As discussed in section II.G. of the CY 2013 OPPS/ASC final rule, we simulated CY 2013 costs by applying a charge inflation factor of 1.0866 to charges on the CY 2011 claims and by applying the CCR adjustment of 0.9880 to the July 2012 OPSF CCRs. We compared estimated cost to wage adjusted payment for each separately paid service on each claim. Holding the multiple threshold constant at 1.75 times the APCpayment amount, we iterated total outlier payment calculations, changing the size of the fixed dollar threshold each time, until total outlier payments matched our estimate of 1.0 percent of total payment on all included claims. Using the resulting $2,025 fixed dollar threshold, we estimated outlier payments for 3,066 hospitals for column 8 of the impact table.

We repeated this exercise for the current year CY 2012 OPPS. After removing claims with no line items relevant to OPPS, we used 70,619,114 claims to estimate the percentage of total payment attributable to outlier payments in 2012. We inflated charges on the CY 2011 claims by an inflation factor for one year, 1.0424, and using the CCRs from the July 2012 update to the Outpatient Provider Specific File, we estimated CY 2012 costs and compared them to wage-adjusted CY 2012 payment for each service. Ultimately, we estimated outlier payments for 3,047 hospitals for column 8 of the impact table. We also estimated total outlier payments to be 0.9% of total CY 2012 payments.
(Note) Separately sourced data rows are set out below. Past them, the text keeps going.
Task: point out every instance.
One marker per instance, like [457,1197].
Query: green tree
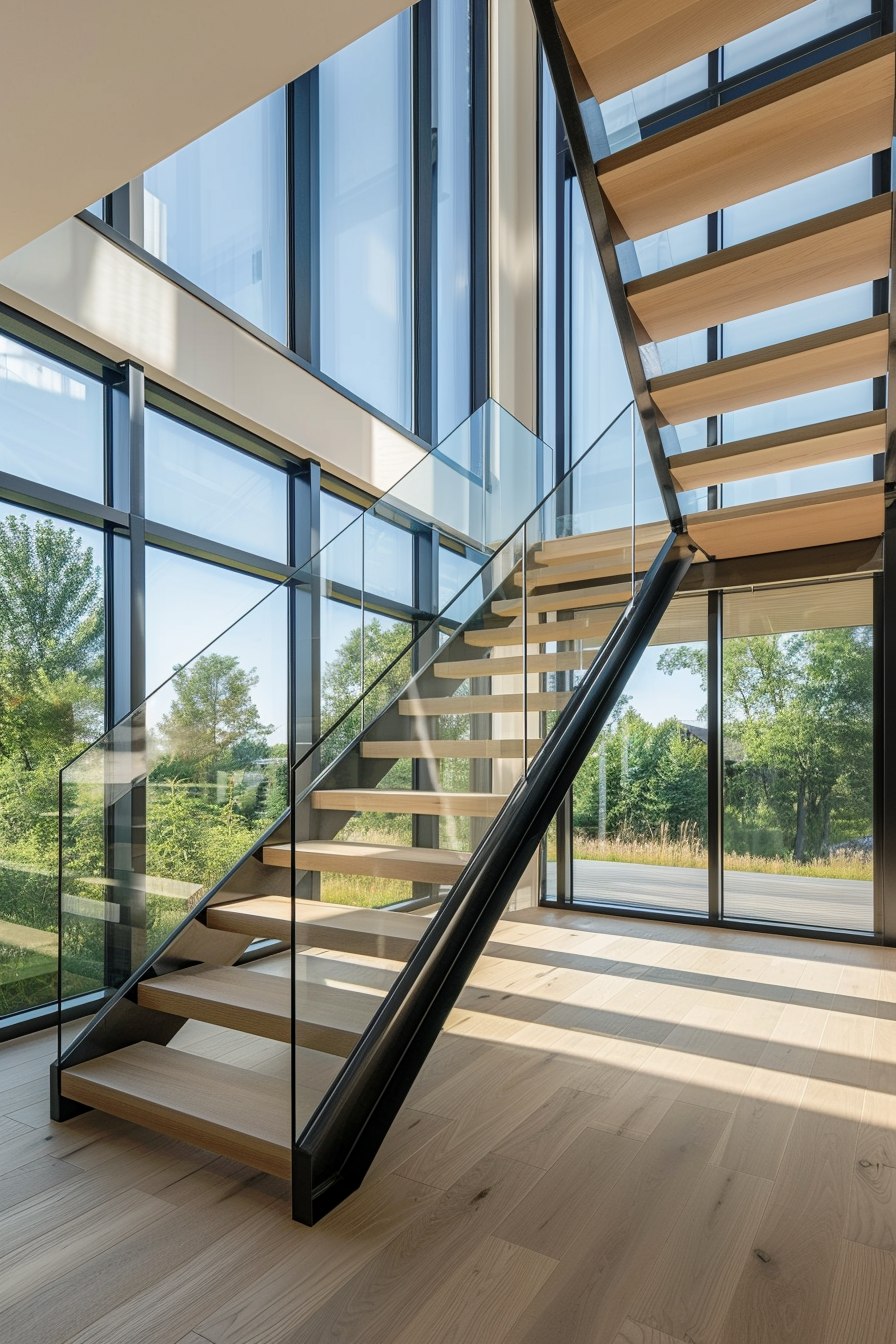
[798,722]
[51,640]
[212,710]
Balance CY 2013= 4,127 hospitals

Balance baseline CY 2012=4,127 hospitals

STAGE 10: Created the Impact Table and Calculated the Beneficiary Impact Percentage

The impact table in section XXII Regulatory Impact Analysis of the CY 2013 OPPS/ASC final rule compares OPPS payment for 4,127 providers in the baseline CY 2012 file to the final CY 2013 OPPS payment for the same set of hospitals, in aggregate and across classes of hospitals. We began with the summary utilization files created in Stage 6 and recreated each of the above total weight calculations (weight scaler, wage adjustment, rural adjustment) as payments by adding in the conversion factor. We compared the difference in payments between those under the CY 2013 final rule to the baseline CY 2012 payment and we show this result in column 2. The detailed calculations behind the table columns are discussed in section XXII of the CY 2013 OPPS/ASC final rule. Final rule payment presented in Column 8 of the impact table compares total estimated payment, including outlier payments, but excludes pass-through payment for the current and prospective years.
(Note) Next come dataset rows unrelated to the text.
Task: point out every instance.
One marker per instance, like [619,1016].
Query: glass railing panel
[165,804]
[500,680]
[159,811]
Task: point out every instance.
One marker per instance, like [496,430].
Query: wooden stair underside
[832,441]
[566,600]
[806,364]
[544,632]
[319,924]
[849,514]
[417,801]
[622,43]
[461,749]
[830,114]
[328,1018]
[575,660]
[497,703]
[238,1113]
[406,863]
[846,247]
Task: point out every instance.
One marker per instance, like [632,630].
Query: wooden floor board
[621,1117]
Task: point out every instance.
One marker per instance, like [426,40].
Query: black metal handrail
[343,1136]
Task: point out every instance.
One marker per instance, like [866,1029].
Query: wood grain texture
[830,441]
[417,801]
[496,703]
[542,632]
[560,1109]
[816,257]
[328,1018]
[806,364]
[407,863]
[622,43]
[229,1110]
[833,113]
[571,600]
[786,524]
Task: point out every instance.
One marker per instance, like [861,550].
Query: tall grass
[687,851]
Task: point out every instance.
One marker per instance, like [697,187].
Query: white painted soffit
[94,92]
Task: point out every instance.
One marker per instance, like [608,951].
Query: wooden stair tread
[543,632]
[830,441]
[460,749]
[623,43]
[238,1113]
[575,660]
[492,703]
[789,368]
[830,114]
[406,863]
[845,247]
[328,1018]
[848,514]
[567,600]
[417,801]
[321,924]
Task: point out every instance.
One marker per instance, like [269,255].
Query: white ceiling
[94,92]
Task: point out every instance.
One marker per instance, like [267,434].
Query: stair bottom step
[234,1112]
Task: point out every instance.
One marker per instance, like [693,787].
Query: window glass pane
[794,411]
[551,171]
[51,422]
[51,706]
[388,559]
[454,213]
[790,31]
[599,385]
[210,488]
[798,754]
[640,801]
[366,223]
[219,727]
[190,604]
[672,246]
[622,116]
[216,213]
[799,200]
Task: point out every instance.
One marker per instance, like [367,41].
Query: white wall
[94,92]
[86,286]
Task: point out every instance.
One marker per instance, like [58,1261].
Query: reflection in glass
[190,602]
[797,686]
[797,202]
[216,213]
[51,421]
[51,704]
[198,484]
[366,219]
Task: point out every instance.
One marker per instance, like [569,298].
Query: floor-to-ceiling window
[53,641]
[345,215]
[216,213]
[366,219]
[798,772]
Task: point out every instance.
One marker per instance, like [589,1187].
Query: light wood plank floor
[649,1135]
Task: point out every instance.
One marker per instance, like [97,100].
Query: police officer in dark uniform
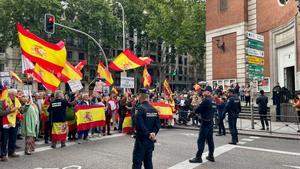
[233,108]
[147,127]
[206,113]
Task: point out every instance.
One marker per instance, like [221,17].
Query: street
[173,149]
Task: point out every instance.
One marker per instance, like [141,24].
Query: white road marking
[247,139]
[268,150]
[254,137]
[187,165]
[297,167]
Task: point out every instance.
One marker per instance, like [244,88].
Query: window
[283,2]
[81,56]
[223,5]
[69,55]
[1,67]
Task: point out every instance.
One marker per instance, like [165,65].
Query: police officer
[233,108]
[147,127]
[206,113]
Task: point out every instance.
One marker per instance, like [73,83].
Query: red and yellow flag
[127,124]
[48,55]
[125,61]
[16,77]
[164,110]
[80,65]
[49,80]
[59,131]
[89,116]
[147,80]
[69,73]
[103,72]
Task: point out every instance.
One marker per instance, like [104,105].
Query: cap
[208,88]
[144,91]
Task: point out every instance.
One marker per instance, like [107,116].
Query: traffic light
[49,23]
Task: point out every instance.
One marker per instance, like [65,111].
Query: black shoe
[196,160]
[210,158]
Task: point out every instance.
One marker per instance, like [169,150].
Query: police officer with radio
[147,127]
[233,108]
[205,110]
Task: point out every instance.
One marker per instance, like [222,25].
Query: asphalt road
[173,149]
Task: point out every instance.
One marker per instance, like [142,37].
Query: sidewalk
[282,130]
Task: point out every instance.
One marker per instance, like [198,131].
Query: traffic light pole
[106,62]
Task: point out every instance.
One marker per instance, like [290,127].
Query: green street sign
[255,44]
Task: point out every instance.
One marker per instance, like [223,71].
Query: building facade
[228,22]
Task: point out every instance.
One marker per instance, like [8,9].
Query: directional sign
[254,44]
[255,60]
[254,36]
[254,52]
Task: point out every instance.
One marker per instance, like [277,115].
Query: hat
[208,88]
[144,91]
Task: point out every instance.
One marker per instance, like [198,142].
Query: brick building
[227,24]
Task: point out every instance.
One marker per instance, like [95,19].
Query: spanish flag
[147,80]
[49,80]
[164,110]
[104,73]
[127,124]
[59,131]
[89,116]
[69,73]
[126,61]
[80,65]
[48,55]
[16,77]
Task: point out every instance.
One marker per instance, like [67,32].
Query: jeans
[205,134]
[232,127]
[8,139]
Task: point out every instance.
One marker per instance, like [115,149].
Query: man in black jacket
[262,102]
[206,130]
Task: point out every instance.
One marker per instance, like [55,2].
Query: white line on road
[268,150]
[247,139]
[187,165]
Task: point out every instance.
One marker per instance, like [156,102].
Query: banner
[89,116]
[164,110]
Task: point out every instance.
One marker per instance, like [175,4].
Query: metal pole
[106,62]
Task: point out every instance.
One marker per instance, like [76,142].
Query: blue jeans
[232,127]
[8,141]
[206,134]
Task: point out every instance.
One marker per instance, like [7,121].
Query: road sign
[254,36]
[255,60]
[127,82]
[254,52]
[254,44]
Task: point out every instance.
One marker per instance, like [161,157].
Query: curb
[251,133]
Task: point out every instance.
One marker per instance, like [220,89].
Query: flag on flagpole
[48,55]
[103,72]
[80,65]
[126,61]
[49,80]
[16,77]
[69,73]
[147,80]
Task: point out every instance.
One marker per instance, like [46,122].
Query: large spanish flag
[69,73]
[127,124]
[48,55]
[59,131]
[125,61]
[164,110]
[89,116]
[147,80]
[103,72]
[49,80]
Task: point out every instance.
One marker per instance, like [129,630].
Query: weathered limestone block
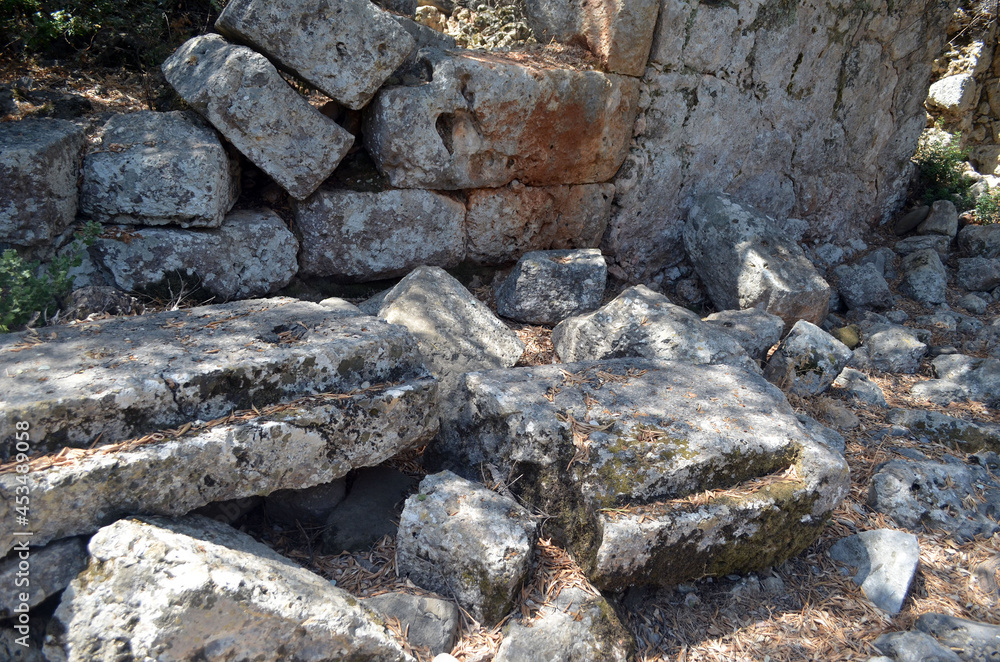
[612,451]
[619,33]
[485,120]
[157,169]
[299,444]
[245,98]
[366,236]
[39,166]
[457,536]
[197,589]
[346,48]
[746,261]
[114,379]
[252,254]
[504,223]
In order to group types of hospitals, we constructed a file of descriptive information from the cost report and IPPS provider files identifying different classes of hospitals. This file contains the variables we use to model adjustments including the wage index, geographic location, and provider type, as well as other descriptive information, such as bed size. We have complete information for the 4,127 hospitals with any claim used to model the prospective OPPS. We do not have complete descriptive information for 159CMHC’s because their cost report is not included in HCRIS and because they are not hospitals paid under IPPS. We make available an impact file that contains all descriptive information for the providers that we used in our calculations, as well as estimated CY 2013 payments, including outlier payments, by provider for the subset of 3,905 hospitals excluding children’s and cancer hospitals, which are permanently held harmless, and 159 CMHCs for which we present detailed information in the impact table that accompanies the CY 2013 OPPS/ASC final rule.
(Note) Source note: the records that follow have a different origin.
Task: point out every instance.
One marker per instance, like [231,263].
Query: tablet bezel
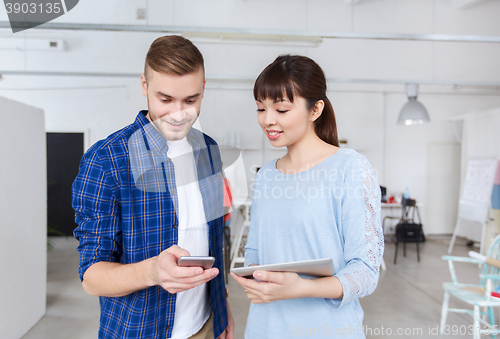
[315,268]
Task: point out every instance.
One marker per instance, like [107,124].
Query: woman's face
[284,122]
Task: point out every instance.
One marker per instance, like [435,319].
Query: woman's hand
[273,286]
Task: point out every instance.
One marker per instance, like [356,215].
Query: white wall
[23,218]
[366,112]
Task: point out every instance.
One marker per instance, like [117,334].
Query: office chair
[407,230]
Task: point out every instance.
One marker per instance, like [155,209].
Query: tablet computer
[315,268]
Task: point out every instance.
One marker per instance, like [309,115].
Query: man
[147,195]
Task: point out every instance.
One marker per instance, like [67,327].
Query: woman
[317,201]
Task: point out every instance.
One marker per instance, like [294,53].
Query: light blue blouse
[331,210]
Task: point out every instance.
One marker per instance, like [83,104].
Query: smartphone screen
[203,262]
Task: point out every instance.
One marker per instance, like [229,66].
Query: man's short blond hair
[173,54]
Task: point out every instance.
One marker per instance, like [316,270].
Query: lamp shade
[413,112]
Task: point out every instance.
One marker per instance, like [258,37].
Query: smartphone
[203,262]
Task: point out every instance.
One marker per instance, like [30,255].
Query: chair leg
[477,327]
[396,254]
[444,312]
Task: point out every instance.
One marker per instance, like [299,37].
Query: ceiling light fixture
[413,112]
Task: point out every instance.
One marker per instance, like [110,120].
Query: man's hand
[176,279]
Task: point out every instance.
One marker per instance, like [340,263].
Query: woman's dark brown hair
[291,75]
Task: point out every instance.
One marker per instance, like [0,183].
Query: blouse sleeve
[361,233]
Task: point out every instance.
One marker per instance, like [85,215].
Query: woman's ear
[317,110]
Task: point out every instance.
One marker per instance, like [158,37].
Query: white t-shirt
[192,308]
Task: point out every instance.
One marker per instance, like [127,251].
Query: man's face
[174,101]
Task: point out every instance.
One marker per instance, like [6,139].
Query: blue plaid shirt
[125,206]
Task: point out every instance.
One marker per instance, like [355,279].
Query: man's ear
[144,85]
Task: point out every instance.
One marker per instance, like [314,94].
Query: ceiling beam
[264,34]
[464,4]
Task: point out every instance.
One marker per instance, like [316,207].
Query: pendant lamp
[413,112]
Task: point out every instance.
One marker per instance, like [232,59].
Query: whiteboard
[477,189]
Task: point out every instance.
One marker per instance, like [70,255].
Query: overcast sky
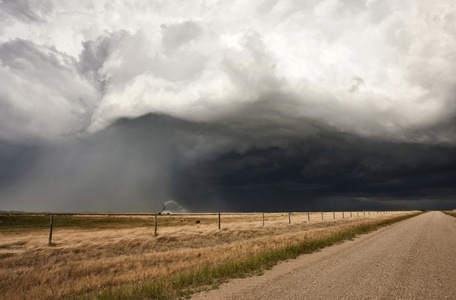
[120,106]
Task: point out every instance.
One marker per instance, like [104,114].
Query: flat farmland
[91,254]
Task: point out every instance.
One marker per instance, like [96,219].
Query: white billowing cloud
[42,96]
[375,68]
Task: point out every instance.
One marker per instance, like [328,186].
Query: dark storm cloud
[246,105]
[135,165]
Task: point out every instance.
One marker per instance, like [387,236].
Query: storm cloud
[245,106]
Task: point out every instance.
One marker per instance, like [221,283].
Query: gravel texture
[412,259]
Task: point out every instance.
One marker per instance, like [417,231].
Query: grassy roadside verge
[186,283]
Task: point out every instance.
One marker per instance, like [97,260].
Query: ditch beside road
[412,259]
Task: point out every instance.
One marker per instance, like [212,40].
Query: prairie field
[91,253]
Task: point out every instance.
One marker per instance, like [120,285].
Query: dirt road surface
[412,259]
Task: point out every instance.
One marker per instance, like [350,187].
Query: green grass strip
[183,285]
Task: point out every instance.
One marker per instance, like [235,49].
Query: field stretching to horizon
[91,254]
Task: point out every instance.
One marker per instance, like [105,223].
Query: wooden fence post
[155,224]
[50,231]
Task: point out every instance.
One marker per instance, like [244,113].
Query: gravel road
[412,259]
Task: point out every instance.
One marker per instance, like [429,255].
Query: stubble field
[92,253]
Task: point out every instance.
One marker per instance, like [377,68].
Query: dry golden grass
[82,261]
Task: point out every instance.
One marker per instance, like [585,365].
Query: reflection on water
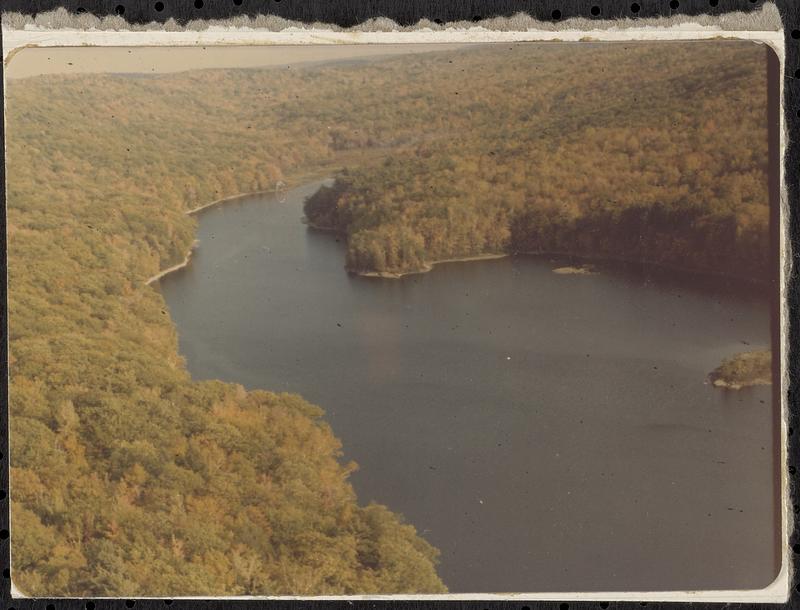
[546,432]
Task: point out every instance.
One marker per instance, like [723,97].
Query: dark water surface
[546,432]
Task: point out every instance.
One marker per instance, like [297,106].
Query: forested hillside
[129,478]
[658,155]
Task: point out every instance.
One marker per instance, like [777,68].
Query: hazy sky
[59,60]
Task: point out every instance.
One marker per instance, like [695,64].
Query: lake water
[546,432]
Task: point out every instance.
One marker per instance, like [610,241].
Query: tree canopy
[128,478]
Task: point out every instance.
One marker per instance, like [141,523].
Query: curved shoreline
[205,206]
[181,265]
[428,266]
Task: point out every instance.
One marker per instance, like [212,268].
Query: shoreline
[394,275]
[205,206]
[186,260]
[288,186]
[584,258]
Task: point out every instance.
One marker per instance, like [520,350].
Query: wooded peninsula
[127,477]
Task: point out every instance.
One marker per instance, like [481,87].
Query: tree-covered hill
[655,154]
[127,478]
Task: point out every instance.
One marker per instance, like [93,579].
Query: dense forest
[127,478]
[658,157]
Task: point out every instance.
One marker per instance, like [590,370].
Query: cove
[546,432]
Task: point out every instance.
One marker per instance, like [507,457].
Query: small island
[743,370]
[581,270]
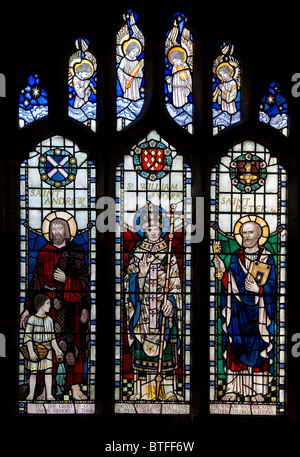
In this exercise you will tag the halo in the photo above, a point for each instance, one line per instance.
(177, 48)
(128, 42)
(69, 218)
(224, 64)
(252, 218)
(88, 62)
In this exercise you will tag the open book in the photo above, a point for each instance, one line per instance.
(259, 271)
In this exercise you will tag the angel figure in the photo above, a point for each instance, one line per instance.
(226, 70)
(178, 74)
(82, 82)
(130, 70)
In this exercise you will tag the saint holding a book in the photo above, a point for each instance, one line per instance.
(248, 304)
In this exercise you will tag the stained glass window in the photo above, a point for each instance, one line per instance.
(33, 102)
(153, 280)
(57, 280)
(82, 85)
(130, 61)
(226, 96)
(248, 282)
(274, 109)
(179, 48)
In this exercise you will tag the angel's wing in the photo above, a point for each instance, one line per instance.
(172, 39)
(187, 44)
(122, 35)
Finally, we estimated the overall beneficiary copayment percentage for the current and prospective OPPS years. We applied the calculated, adjusted (wage, rural, and cancer) copayment to all separately paid HCPCS, and we capped copayment at the inpatient deductible for 2012, since the CY 2013 inpatient deductible was not yet available. We summed total copayments for each year and divided by respective total payment. We estimate that total beneficiary liability for copayments would decrease as an overall percentage of total payments, from 22.0 percent in CY 2012 to 21.5 percent in CY 2013.